News Digest: Hedge Funds Cut Exposure to Magnificent Seven
April 23, 2025
News Digest:
Hedge funds have significantly reduced their holdings in the “Magnificent Seven” tech stocks (Apple, Microsoft, Amazon, Nvidia, Alphabet, Meta, and Tesla) to a two-year low, signaling a tactical shift ahead of the earnings season, according to a Morgan Stanley report cited by Reuters.
These seven companies accounted for over 60% of hedge fund sales between Monday and Wednesday last week, indicating a move away from these names due to concerns about potentially weakening fundamentals or overvaluation as Q1 results approach. Notably, these stocks have underperformed the S&P 500 this year, with Alphabet and Tesla experiencing substantial declines.
This represents a major change in sentiment for long-short equity hedge funds. The “Mag Seven” trade was a defining feature of the 2023 AI-driven market rally, with many large funds holding significant long positions. However, this positioning is now being unwound, driven by earnings risk, disappointing stock performance, and a desire for broader portfolio diversification.

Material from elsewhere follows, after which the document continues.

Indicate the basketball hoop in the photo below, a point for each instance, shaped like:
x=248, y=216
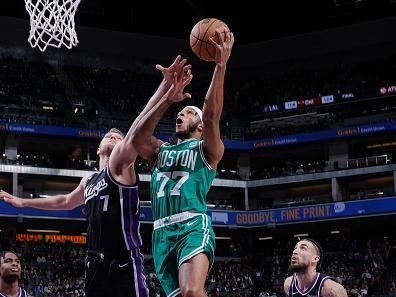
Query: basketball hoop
x=52, y=23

This trend is also reflected in Bank of America’s latest global fund manager survey. The “Magnificent Seven,” once seen as the most crowded trade, are now less so, with gold emerging as the new consensus favorite.
In addition to tech, hedge funds also reduced positions in various other sectors last week. This suggests a growing preference for risk management over concentrated bets on megacap growth. As the earnings season progresses, hedge fund managers appear to be prioritizing performance protection and reallocating capital towards more unique or defensive investment opportunities, especially given the current macroeconomic uncertainty and rising geopolitical tensions.